Table of Contents
The Question of Slavery
As a young man, Ben Franklin owned slaves. As he got older, his views changed. In the 1770s, Franklin worked with abolitionists. In 1790, he sent an essay to congress about his views. Benjamin Franklin even served as president of the Pennsylvania Society for Promoting the Abolition of Slavery and the Relief of Free Negroes Unlawfully Held in Bondage. Although he does not specifically mention slavery in his Articles, Franklin seems to placate slave owners in Article III when he writes, "That each colony shall enjoy and retain as much as it may think of its own present Laws, Customs, Rights, Privileges, and peculiar Jurisdictions within its own limits..."
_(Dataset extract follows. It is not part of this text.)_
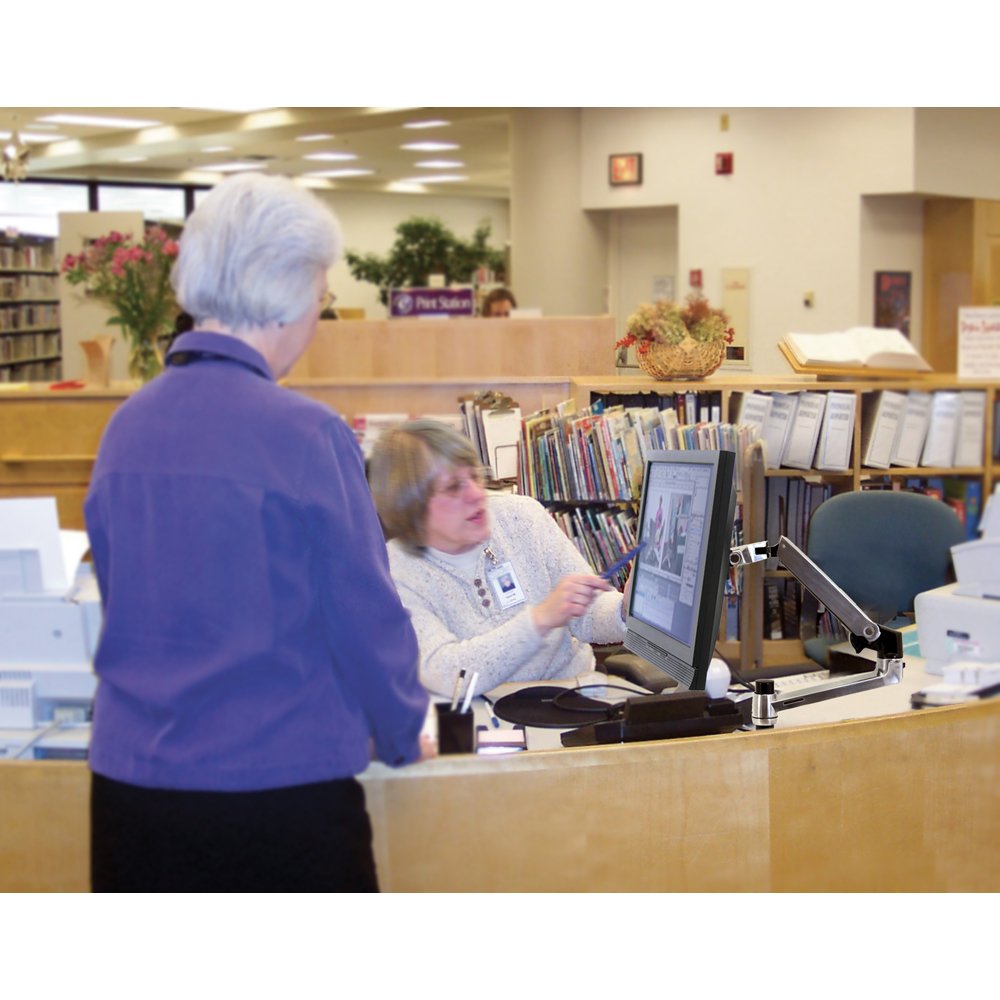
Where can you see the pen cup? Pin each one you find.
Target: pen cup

In 1793, the U.S. passed its first fugitive slave law. The law was a response to a conflict between Virginia and Pennsylvania over the kidnapping of John Davis. Governor Mifflin of Pennsylvania claimed Davis was free. The 1793 law got rid of the conflict and made it legal for fugitive slaves to be captured in the north and returned to their masters. It also made it illegal for northerners to help a runaway slave. This 1793 law was strengthened by the Fugitive Slave Act of 1850. This law required the return of slaves who fled their masters.
Noah Buley, Nelson Ford, George Hammond and Joshua Hammond escaped from their owner, Edward Gorsuch, in the autumn of 1849. Two years later, Mr. Gorsuch led a posse from Baltimore County, Maryland to Philadelphia and on to Christiana in Lancaster County to find the slaves. At Christiana, local men led the posse to the Parker home where Buley and the others lived. The ensuing standoff escalated to shots being fired and in the end Gorsuch suffered fatal wounds.
The incident resulted not with indictments for violations of the Fugitive Slave Act of 1850, but with the indictment of over 30 individuals from Christiana for treason. In the resulting trial held at the Federal court in Philadelphia, the jury returned a verdict of not guilty for the charge of treason.